A movie about a young woman who can't control her spending, runs her credit firmly into the ground and never pays off anything might have been called "An Enemy of the People," given the state of the economy. But "Confessions of a Shopaholic" is a far more palatable title for a too-close-for-comfort comedy starring Isla Fisher ("Wedding Crashers"). As Rebecca Bloomwood, shopper extraordinaire, she's incredibly sweet and frazzled, and a journalist, which is one of the better jokes in the movie. Rebecca is enthralled by the magic of credit cards and is constantly amazed at the way American commerce can make you "lust for things you never knew you needed."

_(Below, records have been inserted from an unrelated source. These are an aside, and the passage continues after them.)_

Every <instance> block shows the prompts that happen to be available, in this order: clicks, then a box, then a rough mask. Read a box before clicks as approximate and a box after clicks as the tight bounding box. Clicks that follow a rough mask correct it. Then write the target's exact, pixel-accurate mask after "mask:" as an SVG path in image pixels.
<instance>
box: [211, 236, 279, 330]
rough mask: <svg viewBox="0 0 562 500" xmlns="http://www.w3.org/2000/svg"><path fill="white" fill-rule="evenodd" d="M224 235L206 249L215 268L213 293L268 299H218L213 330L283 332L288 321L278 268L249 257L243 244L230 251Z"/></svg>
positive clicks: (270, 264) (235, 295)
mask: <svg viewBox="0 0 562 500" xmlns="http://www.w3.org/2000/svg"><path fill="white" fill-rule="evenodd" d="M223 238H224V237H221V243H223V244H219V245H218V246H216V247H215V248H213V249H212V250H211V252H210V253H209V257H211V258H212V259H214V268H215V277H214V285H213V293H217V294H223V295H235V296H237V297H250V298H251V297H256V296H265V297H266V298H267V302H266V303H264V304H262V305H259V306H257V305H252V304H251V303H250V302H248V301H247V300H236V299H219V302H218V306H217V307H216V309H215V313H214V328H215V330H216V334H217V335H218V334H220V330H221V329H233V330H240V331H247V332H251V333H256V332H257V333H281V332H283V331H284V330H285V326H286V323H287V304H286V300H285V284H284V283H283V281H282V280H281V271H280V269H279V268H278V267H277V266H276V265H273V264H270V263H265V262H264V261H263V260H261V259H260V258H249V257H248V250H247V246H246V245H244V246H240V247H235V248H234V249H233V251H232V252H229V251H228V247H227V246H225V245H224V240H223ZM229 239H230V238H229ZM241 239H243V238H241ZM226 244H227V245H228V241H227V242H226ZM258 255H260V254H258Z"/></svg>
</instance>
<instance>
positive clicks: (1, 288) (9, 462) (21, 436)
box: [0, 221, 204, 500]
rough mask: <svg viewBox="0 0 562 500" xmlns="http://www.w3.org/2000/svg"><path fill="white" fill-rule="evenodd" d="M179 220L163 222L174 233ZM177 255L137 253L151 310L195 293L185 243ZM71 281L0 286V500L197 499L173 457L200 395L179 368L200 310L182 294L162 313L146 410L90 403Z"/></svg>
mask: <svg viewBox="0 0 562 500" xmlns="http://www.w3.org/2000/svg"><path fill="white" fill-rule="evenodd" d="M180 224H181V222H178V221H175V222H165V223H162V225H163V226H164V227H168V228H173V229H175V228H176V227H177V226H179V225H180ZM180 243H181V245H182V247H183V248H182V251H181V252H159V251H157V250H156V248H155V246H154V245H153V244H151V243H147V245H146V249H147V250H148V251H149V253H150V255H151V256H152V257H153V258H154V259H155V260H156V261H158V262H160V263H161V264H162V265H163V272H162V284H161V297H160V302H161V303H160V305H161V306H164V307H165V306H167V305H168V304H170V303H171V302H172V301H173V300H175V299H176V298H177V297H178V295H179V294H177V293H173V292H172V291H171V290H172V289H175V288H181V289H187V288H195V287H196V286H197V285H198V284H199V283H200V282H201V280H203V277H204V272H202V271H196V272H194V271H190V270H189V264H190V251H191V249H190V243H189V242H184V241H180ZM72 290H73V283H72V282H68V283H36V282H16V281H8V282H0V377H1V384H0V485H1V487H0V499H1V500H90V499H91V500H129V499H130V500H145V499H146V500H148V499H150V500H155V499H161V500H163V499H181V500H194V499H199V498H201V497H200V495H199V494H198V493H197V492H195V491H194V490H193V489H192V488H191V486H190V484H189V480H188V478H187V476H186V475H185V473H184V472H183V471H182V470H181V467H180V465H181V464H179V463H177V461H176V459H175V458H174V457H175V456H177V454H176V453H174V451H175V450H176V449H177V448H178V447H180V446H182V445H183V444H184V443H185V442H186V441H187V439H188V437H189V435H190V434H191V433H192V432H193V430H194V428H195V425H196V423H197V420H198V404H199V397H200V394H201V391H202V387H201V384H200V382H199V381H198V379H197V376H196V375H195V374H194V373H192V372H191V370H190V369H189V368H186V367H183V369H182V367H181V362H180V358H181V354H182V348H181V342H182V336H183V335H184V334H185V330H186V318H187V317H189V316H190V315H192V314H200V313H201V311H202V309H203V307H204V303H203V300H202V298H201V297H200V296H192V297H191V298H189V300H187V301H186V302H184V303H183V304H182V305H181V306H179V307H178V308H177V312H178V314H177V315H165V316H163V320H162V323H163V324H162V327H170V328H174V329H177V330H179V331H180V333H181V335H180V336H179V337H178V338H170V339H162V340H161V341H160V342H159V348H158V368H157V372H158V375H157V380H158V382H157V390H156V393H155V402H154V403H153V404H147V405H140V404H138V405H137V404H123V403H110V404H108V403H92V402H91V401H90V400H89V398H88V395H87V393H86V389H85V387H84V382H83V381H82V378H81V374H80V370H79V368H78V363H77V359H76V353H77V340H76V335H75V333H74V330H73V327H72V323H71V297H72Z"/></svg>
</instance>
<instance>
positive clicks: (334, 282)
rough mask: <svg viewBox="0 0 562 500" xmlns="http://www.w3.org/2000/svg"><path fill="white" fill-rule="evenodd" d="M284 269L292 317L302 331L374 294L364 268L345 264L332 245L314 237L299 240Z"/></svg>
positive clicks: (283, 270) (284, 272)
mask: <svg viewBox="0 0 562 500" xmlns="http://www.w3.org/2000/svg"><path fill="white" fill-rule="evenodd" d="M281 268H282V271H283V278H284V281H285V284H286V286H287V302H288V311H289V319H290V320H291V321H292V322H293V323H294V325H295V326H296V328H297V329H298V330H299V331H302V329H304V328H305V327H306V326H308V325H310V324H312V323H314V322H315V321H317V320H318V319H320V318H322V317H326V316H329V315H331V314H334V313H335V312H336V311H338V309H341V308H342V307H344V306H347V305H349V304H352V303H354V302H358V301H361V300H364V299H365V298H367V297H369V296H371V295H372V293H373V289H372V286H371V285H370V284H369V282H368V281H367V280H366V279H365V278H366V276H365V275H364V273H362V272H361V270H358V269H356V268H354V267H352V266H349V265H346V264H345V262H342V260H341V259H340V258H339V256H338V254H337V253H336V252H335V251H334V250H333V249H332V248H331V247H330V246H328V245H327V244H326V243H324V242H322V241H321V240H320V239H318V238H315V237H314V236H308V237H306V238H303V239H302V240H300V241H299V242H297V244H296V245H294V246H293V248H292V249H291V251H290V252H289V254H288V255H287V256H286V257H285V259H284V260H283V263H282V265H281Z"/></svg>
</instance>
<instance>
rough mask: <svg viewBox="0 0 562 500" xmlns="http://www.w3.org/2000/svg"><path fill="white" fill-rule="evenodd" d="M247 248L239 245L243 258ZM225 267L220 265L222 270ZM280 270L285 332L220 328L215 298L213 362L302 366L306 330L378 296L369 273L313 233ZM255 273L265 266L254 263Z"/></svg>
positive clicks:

Is Rebecca the embodiment of irresponsible consumership? Absolutely, which makes the timing of "Confessions" either genius or fatal, but two things weigh in its favor: One is Fisher. The other is that "Confessions" is oblivious to its own gravitas. Rebecca is the Lucy Ricardo of profligate spending. She desperately wants to work for the fashion rag, Alette magazine, run by the semi-satanic Alette Naylor (Kristin Scott Thomas). An opening has arisen at a sister mag, a personal-finance journal edited by the dashing and secretly wealthy Luke Brandon (Hugh Dancy), and Rebecca lands the job.
"Confessions of a Shopaholic" touches all the rom-com bases: the romance between Luke and Rebecca; Rebecca's friendship with her roommate Suze (the wonderful Krysten Ritter). And lots of comedy filler, including the digressions involving Rebecca's parents (Joan Cusack and John Goodman). And 12-step shopaholic meetings.
Rebecca may owe everybody for everything, but Fisher definitely owns the movie. She is the only one outside of Ritter who gives a bona fide performance. She's also the only one treated at all well by cinematographer Jo Willems's camera.
-- John Anderson (Feb. 13, 2009)
Contains vulgarity and adult themes. Area theaters.